If the plate is applied to the compression or concave side of the bone, the compression forces over the period would cause bending, fatigue, and failure of the implant.

Therefore the implant must be applied to the tension side of the bone.

This implant on the tension side neutralizes the forces under an axial load.

[A prerequisite is that there must be cortical contact on the compressive side otherwise the implant will undergo bending stress and be subjected to early fatigue failure.]

The concept can most easily be understood by examining the femur under mechanical load.

• Under axial load, the curved femur creates a tension force laterally and a compression force medially.
• A plate on the compressive surface would not be able to neutralize the tension force and should not be applied in this position.
• A tension band plate neutralizes the tensile forces on the tension surface and converts tensile force into compression on the opposite cortex.

Clinical Application of Tension Band Principle

The application of a tension band neutralizes the tensile forces and even convert them into compression. This principle is used in the surgical treatment of many fractures.

Patella

Tension band principle applied to a fracture of the patella. The figure-of-eight wire loop lies anterior to the patella and fracture. Upon knee flexion, the tensile force (between the quadriceps muscle and the tibial tuberosity) is converted into compression at the articular surface.

Olecranon fracture

The figure-of-eight wire loop acts as a tension band during flexion of the elbow. This is an example of a dynamic tension band.

Avulsion of the greater Tubercle of Humerus

The wire loop is anchored to the humerus by a 3.5 mm cortex screw.

Medial malleolus

The wire loop may be anchored to the tibia by a 3.5 mm cortex screw. This is an example of a static tension band.

Plating/External Fixation in Diaphyseal Fractures

In curved long bones, the convex side of the diaphysis indicates the tension side.

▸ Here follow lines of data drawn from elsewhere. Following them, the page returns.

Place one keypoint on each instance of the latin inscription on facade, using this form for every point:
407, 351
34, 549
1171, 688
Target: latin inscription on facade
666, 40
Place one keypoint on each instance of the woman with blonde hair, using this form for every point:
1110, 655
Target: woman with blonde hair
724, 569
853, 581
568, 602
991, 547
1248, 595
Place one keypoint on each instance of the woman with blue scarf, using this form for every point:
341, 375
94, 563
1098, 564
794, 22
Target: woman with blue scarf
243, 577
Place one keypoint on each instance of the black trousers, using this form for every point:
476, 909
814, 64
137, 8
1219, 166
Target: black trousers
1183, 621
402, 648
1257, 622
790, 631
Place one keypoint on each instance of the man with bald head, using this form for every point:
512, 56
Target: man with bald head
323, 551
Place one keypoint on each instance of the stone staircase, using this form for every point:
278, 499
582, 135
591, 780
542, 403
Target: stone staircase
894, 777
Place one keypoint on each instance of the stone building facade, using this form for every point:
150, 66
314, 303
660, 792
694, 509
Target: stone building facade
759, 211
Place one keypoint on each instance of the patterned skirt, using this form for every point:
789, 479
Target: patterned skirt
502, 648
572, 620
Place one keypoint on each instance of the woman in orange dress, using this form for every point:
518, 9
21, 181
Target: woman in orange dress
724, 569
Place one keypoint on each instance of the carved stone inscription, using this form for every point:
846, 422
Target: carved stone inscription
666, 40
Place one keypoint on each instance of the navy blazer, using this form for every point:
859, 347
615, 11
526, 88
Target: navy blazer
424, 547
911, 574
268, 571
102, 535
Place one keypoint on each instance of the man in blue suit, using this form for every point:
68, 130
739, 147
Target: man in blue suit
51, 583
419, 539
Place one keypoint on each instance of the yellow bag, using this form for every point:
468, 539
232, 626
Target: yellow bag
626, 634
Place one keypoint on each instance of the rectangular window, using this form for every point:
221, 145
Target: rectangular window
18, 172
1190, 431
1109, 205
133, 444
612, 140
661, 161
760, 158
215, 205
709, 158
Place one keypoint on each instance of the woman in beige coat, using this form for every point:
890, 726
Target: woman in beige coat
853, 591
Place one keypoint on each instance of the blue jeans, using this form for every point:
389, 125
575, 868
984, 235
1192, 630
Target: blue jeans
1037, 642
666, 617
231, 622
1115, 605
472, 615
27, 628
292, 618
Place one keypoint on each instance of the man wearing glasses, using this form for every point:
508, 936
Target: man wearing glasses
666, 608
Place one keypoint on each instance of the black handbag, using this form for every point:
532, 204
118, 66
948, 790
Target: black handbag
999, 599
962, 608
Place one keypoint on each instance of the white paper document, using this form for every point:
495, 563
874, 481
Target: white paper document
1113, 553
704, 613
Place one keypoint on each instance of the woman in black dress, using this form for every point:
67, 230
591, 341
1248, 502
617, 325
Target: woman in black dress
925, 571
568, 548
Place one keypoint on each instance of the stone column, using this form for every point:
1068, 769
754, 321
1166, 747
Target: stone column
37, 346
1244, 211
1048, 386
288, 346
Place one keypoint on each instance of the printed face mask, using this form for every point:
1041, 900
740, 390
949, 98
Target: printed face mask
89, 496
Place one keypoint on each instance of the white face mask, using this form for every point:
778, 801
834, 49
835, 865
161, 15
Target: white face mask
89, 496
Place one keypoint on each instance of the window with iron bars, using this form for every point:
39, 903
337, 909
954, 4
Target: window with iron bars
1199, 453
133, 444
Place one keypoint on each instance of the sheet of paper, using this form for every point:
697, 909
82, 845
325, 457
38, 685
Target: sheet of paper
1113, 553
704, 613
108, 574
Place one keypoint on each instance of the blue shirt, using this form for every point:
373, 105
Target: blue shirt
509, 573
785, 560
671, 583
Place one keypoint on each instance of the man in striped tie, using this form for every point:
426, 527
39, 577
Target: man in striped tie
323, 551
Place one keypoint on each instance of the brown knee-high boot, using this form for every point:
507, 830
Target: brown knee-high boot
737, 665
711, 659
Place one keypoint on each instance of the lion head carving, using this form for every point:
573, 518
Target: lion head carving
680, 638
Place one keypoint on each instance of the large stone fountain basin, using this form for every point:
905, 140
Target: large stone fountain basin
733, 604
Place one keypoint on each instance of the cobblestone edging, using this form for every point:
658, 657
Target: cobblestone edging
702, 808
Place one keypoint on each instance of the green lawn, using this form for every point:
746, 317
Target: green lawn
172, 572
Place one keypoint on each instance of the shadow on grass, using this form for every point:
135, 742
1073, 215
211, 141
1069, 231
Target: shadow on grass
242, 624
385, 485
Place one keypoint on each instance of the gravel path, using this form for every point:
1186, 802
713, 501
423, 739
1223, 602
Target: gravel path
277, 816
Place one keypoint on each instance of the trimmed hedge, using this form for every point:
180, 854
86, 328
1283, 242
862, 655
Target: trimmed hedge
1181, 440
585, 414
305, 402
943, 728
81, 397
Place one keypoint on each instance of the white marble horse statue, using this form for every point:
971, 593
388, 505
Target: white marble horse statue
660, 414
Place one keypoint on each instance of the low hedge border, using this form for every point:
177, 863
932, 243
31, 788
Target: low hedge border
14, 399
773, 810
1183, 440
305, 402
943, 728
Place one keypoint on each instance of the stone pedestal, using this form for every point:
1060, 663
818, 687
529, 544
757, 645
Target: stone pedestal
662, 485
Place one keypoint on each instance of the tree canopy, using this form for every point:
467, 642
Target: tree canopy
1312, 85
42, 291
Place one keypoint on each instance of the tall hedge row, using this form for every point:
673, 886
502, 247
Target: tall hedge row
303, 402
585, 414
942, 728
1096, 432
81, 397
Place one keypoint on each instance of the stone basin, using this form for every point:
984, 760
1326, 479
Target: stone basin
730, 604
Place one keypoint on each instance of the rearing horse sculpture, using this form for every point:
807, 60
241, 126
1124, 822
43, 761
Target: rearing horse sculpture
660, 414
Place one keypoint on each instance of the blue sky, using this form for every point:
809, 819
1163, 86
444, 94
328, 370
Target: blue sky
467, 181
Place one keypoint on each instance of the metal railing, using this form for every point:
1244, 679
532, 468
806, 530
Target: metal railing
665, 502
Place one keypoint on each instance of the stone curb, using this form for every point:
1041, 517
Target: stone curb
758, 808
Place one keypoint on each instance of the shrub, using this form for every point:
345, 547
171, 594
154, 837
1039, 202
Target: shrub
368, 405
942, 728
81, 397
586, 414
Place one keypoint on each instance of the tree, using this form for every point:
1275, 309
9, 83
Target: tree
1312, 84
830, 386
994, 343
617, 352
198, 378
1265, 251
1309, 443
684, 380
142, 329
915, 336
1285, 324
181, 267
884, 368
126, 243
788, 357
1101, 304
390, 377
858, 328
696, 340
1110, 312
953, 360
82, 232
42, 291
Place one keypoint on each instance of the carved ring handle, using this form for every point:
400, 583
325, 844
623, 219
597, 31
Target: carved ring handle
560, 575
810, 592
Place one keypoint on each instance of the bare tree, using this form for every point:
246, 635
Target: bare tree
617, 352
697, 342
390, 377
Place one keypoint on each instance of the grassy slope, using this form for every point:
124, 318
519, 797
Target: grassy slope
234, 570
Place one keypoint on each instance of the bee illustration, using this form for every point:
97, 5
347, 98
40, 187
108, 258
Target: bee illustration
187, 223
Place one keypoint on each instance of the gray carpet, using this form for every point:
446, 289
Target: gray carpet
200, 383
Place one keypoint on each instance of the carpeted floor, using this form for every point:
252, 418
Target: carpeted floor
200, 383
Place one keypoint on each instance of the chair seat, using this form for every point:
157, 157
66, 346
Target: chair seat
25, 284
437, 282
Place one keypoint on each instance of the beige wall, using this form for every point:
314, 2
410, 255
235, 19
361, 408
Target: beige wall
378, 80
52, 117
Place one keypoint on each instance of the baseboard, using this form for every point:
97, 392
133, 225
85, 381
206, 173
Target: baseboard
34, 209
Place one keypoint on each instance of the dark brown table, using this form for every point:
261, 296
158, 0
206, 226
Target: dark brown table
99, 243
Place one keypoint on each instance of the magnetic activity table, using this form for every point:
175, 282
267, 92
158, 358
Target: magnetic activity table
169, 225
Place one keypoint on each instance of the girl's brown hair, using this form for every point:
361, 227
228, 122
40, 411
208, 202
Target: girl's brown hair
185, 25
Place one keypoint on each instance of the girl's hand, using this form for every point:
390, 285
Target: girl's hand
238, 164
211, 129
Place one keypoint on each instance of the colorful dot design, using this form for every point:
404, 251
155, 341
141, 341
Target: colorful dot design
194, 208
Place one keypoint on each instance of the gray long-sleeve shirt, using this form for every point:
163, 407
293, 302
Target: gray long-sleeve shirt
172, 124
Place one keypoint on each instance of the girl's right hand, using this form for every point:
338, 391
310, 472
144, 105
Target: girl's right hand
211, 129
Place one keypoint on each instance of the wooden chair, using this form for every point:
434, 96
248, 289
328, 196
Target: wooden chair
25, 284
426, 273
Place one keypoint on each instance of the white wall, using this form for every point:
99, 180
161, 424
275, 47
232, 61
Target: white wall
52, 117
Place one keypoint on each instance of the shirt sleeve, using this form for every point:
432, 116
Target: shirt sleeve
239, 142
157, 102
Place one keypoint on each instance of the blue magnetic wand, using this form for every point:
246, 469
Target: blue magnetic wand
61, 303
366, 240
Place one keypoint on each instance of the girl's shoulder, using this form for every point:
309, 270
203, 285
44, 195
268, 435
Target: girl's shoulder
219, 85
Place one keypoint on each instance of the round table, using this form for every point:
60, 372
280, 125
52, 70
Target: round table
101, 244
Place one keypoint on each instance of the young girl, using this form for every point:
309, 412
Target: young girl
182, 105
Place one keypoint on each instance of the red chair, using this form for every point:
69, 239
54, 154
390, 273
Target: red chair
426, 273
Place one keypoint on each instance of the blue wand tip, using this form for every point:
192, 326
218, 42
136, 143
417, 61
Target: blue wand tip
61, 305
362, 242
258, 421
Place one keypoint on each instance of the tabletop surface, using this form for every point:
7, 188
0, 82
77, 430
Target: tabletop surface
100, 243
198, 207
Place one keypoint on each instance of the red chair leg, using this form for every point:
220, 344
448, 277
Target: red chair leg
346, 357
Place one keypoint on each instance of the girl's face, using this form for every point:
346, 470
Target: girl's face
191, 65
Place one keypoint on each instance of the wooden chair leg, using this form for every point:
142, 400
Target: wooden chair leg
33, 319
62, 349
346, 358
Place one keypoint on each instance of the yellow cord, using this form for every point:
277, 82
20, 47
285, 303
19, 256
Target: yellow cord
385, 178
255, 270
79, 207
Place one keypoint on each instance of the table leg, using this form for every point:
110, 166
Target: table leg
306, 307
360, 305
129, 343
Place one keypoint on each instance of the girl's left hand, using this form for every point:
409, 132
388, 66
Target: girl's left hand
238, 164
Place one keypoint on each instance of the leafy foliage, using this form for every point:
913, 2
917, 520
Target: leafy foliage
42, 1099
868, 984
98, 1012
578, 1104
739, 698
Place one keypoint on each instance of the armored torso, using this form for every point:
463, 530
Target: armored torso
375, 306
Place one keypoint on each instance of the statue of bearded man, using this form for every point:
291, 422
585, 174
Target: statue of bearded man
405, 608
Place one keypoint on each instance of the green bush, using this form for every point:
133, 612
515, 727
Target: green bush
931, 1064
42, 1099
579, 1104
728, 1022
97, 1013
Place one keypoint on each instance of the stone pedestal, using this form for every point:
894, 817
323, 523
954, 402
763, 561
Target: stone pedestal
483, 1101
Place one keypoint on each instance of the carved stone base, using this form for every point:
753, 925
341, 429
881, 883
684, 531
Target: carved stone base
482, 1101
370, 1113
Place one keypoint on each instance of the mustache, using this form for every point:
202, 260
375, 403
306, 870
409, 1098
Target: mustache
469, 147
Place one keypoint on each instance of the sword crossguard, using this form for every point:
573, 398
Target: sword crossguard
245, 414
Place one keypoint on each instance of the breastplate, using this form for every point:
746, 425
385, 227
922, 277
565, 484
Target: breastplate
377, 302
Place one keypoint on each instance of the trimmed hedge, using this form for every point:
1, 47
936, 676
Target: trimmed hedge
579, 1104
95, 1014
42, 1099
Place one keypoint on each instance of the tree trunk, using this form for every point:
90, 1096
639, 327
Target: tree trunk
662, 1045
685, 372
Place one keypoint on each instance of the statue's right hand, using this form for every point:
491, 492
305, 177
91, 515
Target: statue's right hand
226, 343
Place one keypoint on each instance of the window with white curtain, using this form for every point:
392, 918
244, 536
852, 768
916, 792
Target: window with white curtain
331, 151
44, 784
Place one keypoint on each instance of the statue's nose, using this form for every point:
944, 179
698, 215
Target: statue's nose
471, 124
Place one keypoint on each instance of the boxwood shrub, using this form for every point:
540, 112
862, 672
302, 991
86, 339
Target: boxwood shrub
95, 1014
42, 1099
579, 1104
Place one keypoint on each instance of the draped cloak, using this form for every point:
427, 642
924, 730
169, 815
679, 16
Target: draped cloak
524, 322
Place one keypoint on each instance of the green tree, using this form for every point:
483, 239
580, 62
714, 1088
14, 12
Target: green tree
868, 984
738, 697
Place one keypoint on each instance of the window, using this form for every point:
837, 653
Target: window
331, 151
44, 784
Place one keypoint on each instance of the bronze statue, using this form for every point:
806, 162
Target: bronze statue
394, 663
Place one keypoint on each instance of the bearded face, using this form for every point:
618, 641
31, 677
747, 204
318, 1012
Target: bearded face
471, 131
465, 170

A plate or external fixator that functions according to the tension band principle must be applied to the tension side of the bone or the convex side of a deformity or nonunion.

Static and Dynamic Tension Band

A tension band that produces compression at the time of application is called a static tension band, as the forces at the fracture site remain fairly constant during movement.

For example – Tension band application to the medial malleolus

A tension band that increases the compression force increases with motion is dynamic tension band.

For example – the tension band wiring of a fracture of the patella. Upon knee flexion, the increased tensile force is converted to a compression force.